The piece now includes a change to the original headline wording and two important updates. The first one, posted on August 2nd and which appears at the bottom of the page, noted the news about the women who had filed police reports. But in that update, Urquhart, who is a transgender man, clung to hope that the story was still a hoax by noting that “this does not contradict previous reporting by the Los Angeles Blade that LAPD sources suspected the incident to have been a hoax.”

The second update, which was posted Thursday, appears at the top of the page and was basically a brief recap of what Ngo wrote about in his New York Post article.

What was perhaps more interesting than the update itself is how Urquhart whined about the piece having to be updated in the first place.

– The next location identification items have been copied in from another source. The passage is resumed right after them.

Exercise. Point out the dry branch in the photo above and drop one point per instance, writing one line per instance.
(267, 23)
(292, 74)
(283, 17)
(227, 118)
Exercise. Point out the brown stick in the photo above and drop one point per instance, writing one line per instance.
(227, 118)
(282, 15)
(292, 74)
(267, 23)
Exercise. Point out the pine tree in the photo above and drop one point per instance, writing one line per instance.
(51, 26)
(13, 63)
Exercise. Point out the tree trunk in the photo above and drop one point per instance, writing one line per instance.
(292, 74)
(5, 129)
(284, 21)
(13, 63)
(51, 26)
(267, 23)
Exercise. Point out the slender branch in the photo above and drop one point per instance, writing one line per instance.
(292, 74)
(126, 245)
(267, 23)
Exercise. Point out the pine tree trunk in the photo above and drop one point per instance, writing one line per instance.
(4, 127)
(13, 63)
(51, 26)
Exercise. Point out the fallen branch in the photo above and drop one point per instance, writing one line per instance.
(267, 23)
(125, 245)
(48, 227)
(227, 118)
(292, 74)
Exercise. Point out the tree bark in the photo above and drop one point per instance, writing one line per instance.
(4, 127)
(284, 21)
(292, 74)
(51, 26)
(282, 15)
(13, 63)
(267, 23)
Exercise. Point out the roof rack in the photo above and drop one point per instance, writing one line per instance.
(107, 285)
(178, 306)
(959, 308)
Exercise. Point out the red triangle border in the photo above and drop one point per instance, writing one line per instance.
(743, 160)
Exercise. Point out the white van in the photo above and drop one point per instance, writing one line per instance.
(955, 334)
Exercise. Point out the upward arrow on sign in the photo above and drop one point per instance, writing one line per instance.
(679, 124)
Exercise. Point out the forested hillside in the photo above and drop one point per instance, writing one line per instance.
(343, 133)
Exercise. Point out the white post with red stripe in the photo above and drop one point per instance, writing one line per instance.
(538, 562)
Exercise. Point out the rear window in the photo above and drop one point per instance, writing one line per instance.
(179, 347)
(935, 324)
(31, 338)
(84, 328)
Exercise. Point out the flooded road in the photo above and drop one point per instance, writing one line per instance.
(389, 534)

Though Urquhart has now locked their Twitter account down, here’s a screengrab of a tweet they wrote expressing their “annoyance” with having to basically note that their “hoax” story completely fell apart:


Folks, this is just not how it’s supposed to be done, no matter whether you’re supposed to be covering the news objectively or not.

Recent history alone (the last five years or so) shows us how badly reporters have burned bridges with readers and viewers as trust in the media has plummeted big time, with one “bombshell” political story after another proving to either be fake news or a big nothingburger.

Further, most news consumers who are fed up with agenda-driven journalists masquerading as straight news reporters have also caught on to the fact that most of these “errors” in reporting almost always negatively impact the reputations of popular Republican figures. This is not by accident.

Though Urquhart is clearly a biased journalist, that doesn’t absolve them of not only trying to get the story right the first time around, but to also be eager to correct their mistake and acknowledge it without huffing and puffing about how they really don’t want to (because they really, really wanted their original story to be true).

I personally don’t think trust in the media as an institution will ever be restored to a decent, respectable level, but all media figures – especially the ones who file flawed reports – have an obligation to do their best to report accurately the first time, and to unequivocally own any mistakes they may have made and then learn from them going forward, not just so they are not repeated but also to maybe earn back some of the trust and respect they’ve lost from loyal readers and viewers.


This is, of course, just my view of things. Urquhart, unfortunately, does not appear to share that same opinion.